Ao sair daquele lugar fiquei perguntando a mim mesmo: “Você sabia que é parte desta mesma igreja, que tem causado tantos escândalos e ganhado a antipatia daqueles que vivem ao redor?”
Comecei a imaginar como tudo isso cheirava muito mais à Babilônia do que a Reino de Deus. Eu estava literalmente chocado! Meu próximo passo foi parar um pouco para refletir sobre tudo aquilo.

Vieram então, à minha mente, as palavras ditas por Nabucodonosor quando, um dia, passeava pelos corredores de seu palácio: “Acaso não é esta a grande Babilônia que eu construí como capital do meu reino, com o meu enorme poder e para a glória de minha majestade?” (Dn 4.30).
Pensei comigo mesmo: “Este é o sentimento de muitos que lideram nossas igrejas e que têm gerado toda sorte de ira, frustração e ódio por parte dos infelizes que moram ao redor de nossos templos.

A meu ver, os fatores que geram este tipo de comportamento nefasto estão fundamentados em 3 pilares.
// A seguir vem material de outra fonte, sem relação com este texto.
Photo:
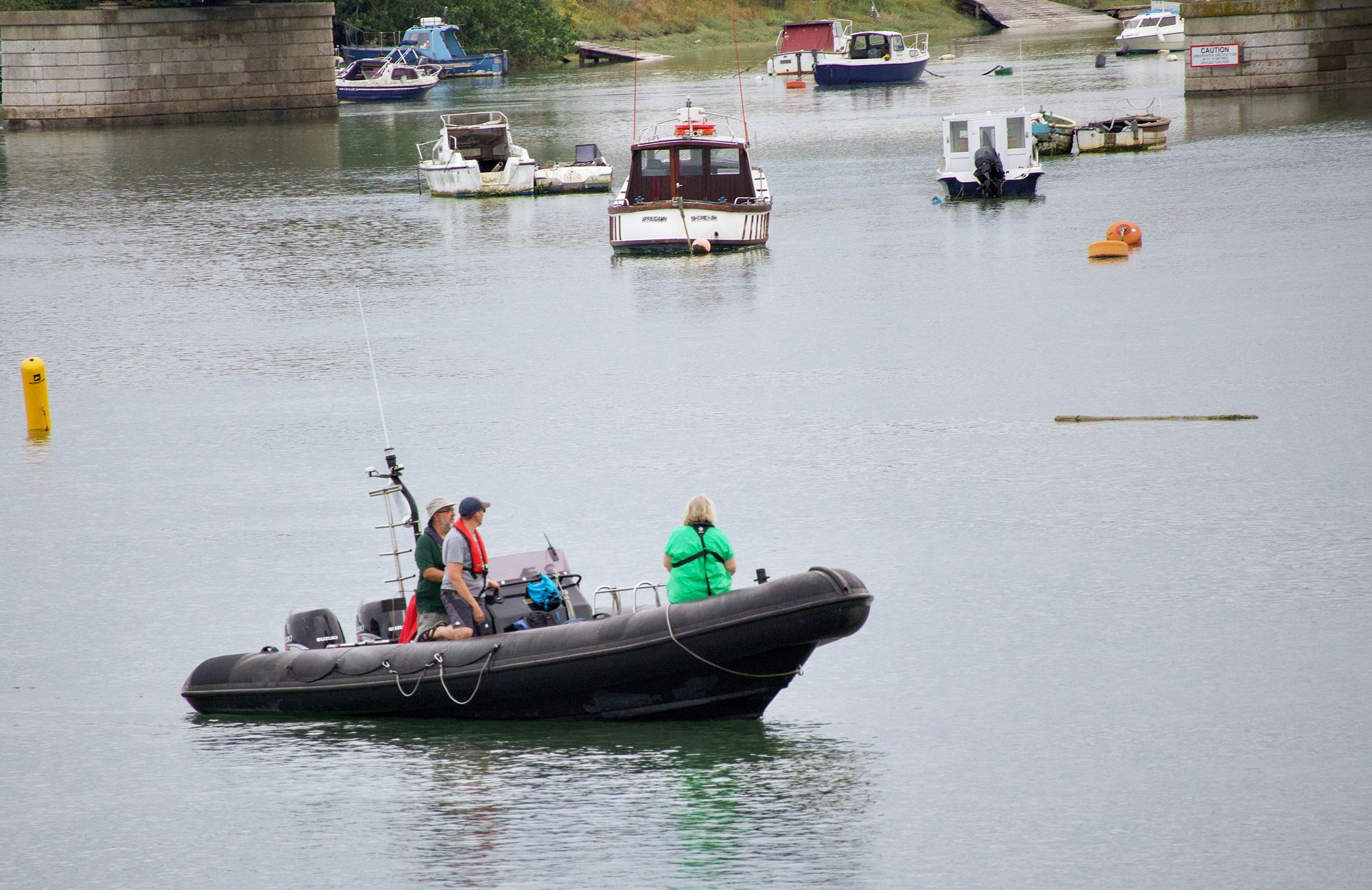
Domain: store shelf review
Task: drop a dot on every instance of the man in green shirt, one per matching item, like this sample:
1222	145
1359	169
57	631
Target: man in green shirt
429	557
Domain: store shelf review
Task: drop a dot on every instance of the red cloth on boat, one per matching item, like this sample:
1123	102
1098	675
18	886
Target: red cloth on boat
412	622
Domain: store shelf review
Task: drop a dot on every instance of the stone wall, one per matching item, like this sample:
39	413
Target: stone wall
128	67
1284	45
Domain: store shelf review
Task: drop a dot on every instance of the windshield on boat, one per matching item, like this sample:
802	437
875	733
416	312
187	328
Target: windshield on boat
707	173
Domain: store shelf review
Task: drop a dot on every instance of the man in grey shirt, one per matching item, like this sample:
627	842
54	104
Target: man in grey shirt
464	578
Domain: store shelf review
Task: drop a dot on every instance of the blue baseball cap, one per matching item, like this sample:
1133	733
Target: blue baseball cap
473	505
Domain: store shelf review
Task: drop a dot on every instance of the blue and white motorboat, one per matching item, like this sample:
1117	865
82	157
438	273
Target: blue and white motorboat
875	58
436	43
990	156
383	80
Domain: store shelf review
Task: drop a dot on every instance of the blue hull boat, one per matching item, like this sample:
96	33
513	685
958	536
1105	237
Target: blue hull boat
842	75
875	58
436	45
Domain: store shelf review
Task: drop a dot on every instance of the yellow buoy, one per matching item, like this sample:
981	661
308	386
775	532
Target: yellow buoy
1127	232
35	375
1108	250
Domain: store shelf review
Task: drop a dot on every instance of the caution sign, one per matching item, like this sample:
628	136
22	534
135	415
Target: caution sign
1215	56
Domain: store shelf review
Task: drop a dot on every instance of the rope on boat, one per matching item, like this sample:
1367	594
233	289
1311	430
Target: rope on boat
743	674
438	658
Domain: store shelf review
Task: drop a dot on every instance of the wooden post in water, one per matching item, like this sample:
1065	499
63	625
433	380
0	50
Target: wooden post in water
1089	419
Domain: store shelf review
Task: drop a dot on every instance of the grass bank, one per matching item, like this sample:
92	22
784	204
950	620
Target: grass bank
676	25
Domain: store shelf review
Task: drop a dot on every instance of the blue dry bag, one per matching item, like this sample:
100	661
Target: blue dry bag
545	593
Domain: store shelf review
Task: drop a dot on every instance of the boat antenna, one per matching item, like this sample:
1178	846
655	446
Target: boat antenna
381	408
739	65
633	138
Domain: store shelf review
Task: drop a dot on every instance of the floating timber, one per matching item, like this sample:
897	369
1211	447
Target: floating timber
595	54
1087	419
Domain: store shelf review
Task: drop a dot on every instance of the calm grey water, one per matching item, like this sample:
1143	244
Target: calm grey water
1102	656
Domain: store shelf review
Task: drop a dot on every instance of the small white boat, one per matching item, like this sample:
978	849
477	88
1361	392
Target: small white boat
801	42
691	187
1054	132
990	156
1160	28
383	80
474	157
1134	132
588	173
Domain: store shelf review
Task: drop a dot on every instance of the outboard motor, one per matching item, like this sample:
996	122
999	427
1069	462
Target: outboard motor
381	621
991	173
314	629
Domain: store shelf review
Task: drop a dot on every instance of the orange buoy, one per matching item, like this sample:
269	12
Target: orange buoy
1108	250
1126	232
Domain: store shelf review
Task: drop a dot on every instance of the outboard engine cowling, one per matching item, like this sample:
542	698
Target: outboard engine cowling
381	621
314	629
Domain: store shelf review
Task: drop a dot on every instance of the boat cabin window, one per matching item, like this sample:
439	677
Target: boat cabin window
1015	134
707	173
724	163
958	136
691	163
869	47
657	163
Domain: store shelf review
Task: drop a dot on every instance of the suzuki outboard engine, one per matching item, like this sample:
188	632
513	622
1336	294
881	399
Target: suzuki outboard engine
381	621
991	173
314	629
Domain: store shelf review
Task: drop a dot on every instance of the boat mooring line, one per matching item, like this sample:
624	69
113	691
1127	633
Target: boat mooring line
438	658
743	674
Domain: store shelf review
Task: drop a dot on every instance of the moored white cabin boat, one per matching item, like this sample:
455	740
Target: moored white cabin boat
990	156
694	182
875	58
474	156
1160	28
801	42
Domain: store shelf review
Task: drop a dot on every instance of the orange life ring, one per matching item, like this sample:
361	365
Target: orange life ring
1126	232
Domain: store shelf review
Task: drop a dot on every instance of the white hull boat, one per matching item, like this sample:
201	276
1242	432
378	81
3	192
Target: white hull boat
1160	28
588	173
475	157
990	156
694	190
799	43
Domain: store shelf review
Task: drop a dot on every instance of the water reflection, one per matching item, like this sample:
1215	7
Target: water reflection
722	804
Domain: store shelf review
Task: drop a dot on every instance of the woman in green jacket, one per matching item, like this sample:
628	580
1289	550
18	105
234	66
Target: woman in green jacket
700	557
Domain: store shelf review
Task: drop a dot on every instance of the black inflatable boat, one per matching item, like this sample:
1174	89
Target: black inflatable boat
724	658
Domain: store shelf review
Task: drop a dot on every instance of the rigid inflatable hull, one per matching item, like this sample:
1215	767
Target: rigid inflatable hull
619	669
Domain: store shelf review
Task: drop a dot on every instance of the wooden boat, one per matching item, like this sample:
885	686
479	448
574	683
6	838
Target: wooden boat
1134	132
383	80
691	184
990	156
799	43
474	157
589	172
875	58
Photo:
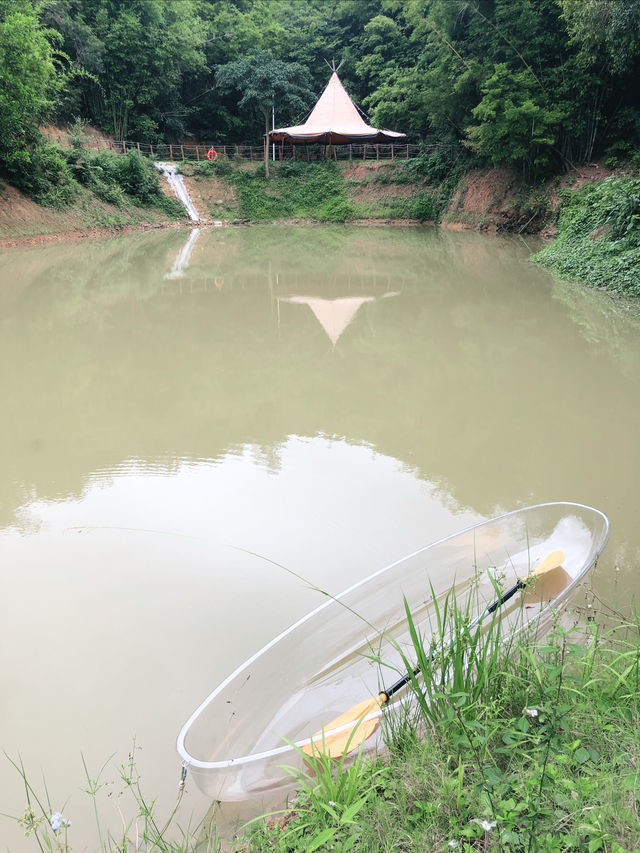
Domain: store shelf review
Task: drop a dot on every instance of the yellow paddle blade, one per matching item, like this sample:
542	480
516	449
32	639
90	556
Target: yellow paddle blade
551	561
334	743
548	580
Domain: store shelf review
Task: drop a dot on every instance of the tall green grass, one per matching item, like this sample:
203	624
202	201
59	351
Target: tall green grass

O primeiro deles é o sentimento de posse. Muitos de nós tornamo-nos os legítimos construtores e “proprietários” daquilo que ousamos chamar de “Igreja de Jesus”. Um grande paradoxo, para dizer o mínimo. Mas isso não é novidade. Nabucodonosor também assumiu este comportamento quando imaginou que a Babilônia lhe pertencia.

Em seguida, transparece com enorme desenvoltura, o sentimento de poder. Quem tem mais poder? O pobre vizinho das nossas igrejas ou o pastor? Evidentemente, o pastor, muitas vezes, imagina ter todo o poder para fazer daquele espaço geográfico que ocupa, o que ele bem entender. Se existe ao redor do templo uma criança precisando adormecer, ou um idoso enfermo, ou um casal que trabalhou durante toda a semana e quer ter um tempo de silêncio, isso não importa. Afinal, o pastor tem o poder para aumentar e abaixar as caixas de som e para gritar diante dos microfones quando julgar necessário e, em alguns casos, até mesmo levar sua audiência ao delírio coletivo. Com Nabucodonosor e a sua Babilônia aconteceu o mesmo. Ele chegou a dizer que detinha “enorme poder”.
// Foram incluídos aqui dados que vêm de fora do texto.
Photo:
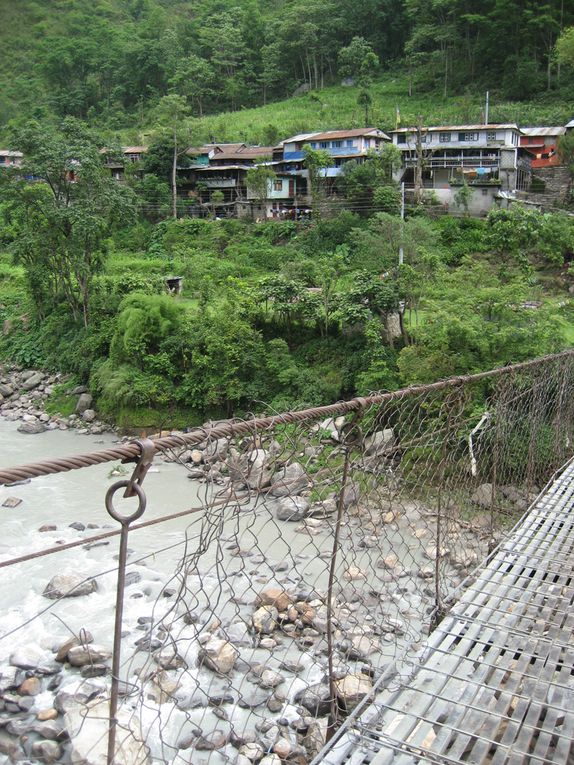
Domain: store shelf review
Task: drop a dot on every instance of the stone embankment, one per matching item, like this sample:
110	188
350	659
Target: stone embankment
22	397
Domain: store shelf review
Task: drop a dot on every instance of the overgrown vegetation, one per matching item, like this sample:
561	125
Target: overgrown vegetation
110	63
272	315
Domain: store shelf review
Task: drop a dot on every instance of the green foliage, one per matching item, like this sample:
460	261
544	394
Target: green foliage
144	321
60	223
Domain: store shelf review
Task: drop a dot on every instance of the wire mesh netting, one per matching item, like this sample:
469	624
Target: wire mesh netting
317	555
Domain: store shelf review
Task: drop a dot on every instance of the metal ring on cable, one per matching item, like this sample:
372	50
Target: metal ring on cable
138	512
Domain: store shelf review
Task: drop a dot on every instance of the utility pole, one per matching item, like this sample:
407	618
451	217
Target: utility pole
401	252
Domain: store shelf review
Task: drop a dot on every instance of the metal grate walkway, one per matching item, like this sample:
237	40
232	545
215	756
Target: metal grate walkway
495	682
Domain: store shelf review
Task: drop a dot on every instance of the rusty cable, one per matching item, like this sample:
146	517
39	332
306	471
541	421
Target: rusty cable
131	451
106	535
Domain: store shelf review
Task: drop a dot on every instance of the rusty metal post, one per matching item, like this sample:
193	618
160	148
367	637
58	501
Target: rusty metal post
132	488
350	436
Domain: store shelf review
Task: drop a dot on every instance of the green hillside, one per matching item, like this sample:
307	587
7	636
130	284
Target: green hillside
336	107
110	62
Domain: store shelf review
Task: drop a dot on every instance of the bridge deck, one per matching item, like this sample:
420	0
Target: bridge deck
495	682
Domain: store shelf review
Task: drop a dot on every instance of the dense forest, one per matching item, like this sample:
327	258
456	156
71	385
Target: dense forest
275	314
111	61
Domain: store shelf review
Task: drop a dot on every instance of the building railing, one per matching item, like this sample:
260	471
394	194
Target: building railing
323	544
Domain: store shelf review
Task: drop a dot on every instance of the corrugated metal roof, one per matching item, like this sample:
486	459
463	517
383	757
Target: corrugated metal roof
436	128
549	131
330	134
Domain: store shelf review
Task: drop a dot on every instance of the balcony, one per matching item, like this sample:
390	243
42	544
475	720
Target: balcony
460	160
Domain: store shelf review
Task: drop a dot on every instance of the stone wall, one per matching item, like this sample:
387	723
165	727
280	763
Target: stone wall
558	186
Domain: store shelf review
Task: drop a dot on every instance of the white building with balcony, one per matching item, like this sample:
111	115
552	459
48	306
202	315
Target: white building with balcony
486	157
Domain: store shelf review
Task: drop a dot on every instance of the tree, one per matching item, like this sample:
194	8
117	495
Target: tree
171	111
63	219
258	179
565	47
358	61
217	199
194	79
316	161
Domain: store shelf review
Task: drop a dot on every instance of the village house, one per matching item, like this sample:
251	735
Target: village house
486	157
10	158
288	194
218	167
128	155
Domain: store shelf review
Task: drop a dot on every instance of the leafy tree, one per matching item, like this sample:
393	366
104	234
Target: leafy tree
171	111
565	47
316	161
258	178
194	79
63	219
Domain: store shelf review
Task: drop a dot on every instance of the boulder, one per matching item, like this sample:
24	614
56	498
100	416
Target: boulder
482	497
84	403
32	381
315	698
11	502
31	428
289	481
218	655
80	655
88	725
264	620
378	441
292	508
274	595
69	586
351	689
216	450
47	751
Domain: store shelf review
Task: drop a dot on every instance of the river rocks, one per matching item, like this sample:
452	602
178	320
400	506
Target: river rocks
378	442
289	481
11	502
264	620
218	655
69	586
292	508
31	379
351	689
316	699
47	751
274	595
31	686
89	415
29	657
84	403
482	497
80	655
31	428
88	725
Finalmente, transparece para mim algo ainda mais terrível: o sentimento de arrogância. Aquele alto funcionário do governo de minha cidade disse: “Alguns destes pastores dizem que nada lhes impedirá de continuarem agindo desta maneira, mesmo que os vizinhos venham a protestar”. Puro sentimento de arrogância e de soberba! Nabucodonosor afirmou que a Babilônia lhe servia também de motivo de muito orgulho. Na verdade ele foi mais sincero que muitos de nós, pois disse que aquela cidade representava a “glória de sua majestade”.

Isto nos leva a concluir que, em lugar de expandirmos o Reino de Deus, conquistando o respeito e a simpatia das pessoas, através de igrejas saudáveis e missionárias, em muitos casos, infelizmente, estamos construindo nossas Babilônias e ganhando a antipatia de muitos. Pior. Estamos sendo reconhecidos como um povo arrogante e que não se submete às leis. Resta a nós declarar perante o Cordeiro: “Senhor Jesus, tem misericórdia de nós!”